Establishes an express statutory ban on discrimination in the Armed Forces based on gender identity and bars related adverse personnel actions and health-care denials.
Official title: To amend title 10, United States Code, to prohibit discrimination in the Armed Forces on the basis of gender identity, and for other purposes.
Introduced May 21, 2025 by Adam Smith · Last progress May 21, 2025
The bill enforces a uniform nondiscrimination standard that protects transgender service members' careers and access to gender‑related healthcare, while imposing modest additional administrative and healthcare costs and creating potential short‑term operational friction around cohesion and privacy.
Transgender service members keep their jobs and ability to reenlist because the bill prohibits discharge or denial of reenlistment based on gender identity, preserving income and career continuity.

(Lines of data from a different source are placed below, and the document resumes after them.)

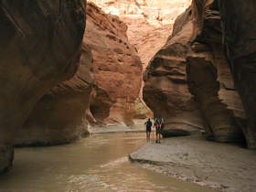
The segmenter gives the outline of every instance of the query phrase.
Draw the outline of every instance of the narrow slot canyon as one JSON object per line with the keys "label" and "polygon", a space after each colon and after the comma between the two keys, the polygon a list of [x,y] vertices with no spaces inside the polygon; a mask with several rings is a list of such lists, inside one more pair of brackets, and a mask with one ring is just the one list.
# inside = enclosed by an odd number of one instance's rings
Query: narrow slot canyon
{"label": "narrow slot canyon", "polygon": [[0,1],[0,192],[254,191],[255,14]]}

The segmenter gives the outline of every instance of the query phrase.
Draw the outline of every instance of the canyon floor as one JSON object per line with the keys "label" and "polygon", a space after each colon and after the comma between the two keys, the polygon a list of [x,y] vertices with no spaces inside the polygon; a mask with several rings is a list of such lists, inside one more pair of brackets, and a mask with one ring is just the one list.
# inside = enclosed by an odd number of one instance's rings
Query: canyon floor
{"label": "canyon floor", "polygon": [[129,155],[144,167],[226,192],[256,188],[256,152],[206,141],[202,135],[148,143]]}

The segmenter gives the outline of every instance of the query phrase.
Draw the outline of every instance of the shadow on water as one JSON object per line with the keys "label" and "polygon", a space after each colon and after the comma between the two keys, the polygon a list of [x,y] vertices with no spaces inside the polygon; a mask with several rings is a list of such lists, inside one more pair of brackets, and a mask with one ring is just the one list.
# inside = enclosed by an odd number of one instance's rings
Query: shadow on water
{"label": "shadow on water", "polygon": [[16,150],[14,169],[0,176],[1,192],[214,191],[144,169],[127,155],[144,133],[97,134],[71,144]]}

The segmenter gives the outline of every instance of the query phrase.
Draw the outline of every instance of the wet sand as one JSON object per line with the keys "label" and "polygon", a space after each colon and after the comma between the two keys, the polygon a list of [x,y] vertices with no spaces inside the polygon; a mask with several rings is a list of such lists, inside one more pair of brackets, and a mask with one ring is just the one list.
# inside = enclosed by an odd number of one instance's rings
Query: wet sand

Transgender service members gain guaranteed access to medically necessary gender‑related healthcare, improving health outcomes and reducing barriers to needed treatments.
Secretaries, commanders, and service members get a uniform nondiscrimination standard that clarifies prohibited conduct and reduces administrative uncertainty in personnel decisions.

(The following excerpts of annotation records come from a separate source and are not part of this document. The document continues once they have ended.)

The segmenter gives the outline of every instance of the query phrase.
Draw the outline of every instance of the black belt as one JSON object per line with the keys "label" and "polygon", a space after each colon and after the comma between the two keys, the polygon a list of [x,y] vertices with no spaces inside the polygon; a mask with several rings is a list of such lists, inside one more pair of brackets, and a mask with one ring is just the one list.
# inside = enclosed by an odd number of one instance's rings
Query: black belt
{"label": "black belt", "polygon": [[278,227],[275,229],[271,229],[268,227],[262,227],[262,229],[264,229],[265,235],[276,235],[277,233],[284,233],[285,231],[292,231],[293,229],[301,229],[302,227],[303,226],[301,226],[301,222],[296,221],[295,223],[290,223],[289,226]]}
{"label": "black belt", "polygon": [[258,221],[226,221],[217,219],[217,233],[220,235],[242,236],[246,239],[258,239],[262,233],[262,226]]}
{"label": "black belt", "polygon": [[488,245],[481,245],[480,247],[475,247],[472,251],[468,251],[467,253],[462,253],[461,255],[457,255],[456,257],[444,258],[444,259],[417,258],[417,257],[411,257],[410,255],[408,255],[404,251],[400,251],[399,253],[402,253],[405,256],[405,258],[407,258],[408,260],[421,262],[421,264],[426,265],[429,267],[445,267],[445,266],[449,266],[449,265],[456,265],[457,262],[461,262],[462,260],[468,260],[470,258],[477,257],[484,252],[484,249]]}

Military healthcare costs could rise because the services would cover expanded gender‑related care, potentially requiring budget adjustments or reallocation of resources.

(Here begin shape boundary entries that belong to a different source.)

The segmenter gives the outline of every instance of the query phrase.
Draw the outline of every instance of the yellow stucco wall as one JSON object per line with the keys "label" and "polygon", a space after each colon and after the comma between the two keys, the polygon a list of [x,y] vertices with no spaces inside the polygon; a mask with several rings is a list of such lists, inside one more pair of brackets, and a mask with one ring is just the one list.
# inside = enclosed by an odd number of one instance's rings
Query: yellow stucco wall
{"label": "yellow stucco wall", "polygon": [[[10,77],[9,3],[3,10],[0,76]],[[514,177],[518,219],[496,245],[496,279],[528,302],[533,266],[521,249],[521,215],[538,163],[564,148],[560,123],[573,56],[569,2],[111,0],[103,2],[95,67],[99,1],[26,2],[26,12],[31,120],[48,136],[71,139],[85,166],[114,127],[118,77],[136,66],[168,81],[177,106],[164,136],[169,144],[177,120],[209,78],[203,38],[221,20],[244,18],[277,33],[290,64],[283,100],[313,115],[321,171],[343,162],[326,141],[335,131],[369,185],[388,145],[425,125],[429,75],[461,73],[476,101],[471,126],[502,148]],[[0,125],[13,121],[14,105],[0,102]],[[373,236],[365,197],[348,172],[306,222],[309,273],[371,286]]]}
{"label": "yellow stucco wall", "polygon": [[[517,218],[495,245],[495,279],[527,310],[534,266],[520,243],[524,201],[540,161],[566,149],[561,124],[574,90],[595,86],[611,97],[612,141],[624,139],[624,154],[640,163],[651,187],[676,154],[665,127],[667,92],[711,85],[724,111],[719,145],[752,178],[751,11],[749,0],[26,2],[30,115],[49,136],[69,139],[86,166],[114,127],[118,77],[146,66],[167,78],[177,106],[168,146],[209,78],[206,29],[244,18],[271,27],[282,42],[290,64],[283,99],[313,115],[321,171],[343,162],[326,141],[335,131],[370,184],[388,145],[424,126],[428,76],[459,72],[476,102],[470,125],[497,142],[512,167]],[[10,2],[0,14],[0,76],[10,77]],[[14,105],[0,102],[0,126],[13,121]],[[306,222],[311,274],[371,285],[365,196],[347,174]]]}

Some service members may perceive effects on unit cohesion, privacy (e.g., assignment, berthing, uniform rules), or morale, producing operational friction during implementation.
Implementing the policy will require updates to medical policies, training, and personnel systems, creating upfront administrative costs for the services.
Based on analysis of 2 sections of legislative text.
Prohibits discrimination in the Armed Forces on the basis of gender identity, defined broadly to include gender-related identity, appearance, mannerisms, and other gender-related characteristics. It bars military Secretaries from using gender identity (including diagnosis or potential diagnosis of gender dysphoria) as a basis to deny accession, reenlistment, continuation, prescribe qualifications, involuntarily separate a member, require service consistent with sex assigned at birth, or deny medically necessary health care coverage. The change adds a new statute into Title 10 that creates uniform, express protections for service members and applicants against adverse personnel actions and health-care denials based on gender identity. It focuses solely on prohibiting specific forms of discrimination and does not create new programs or appropriate funds.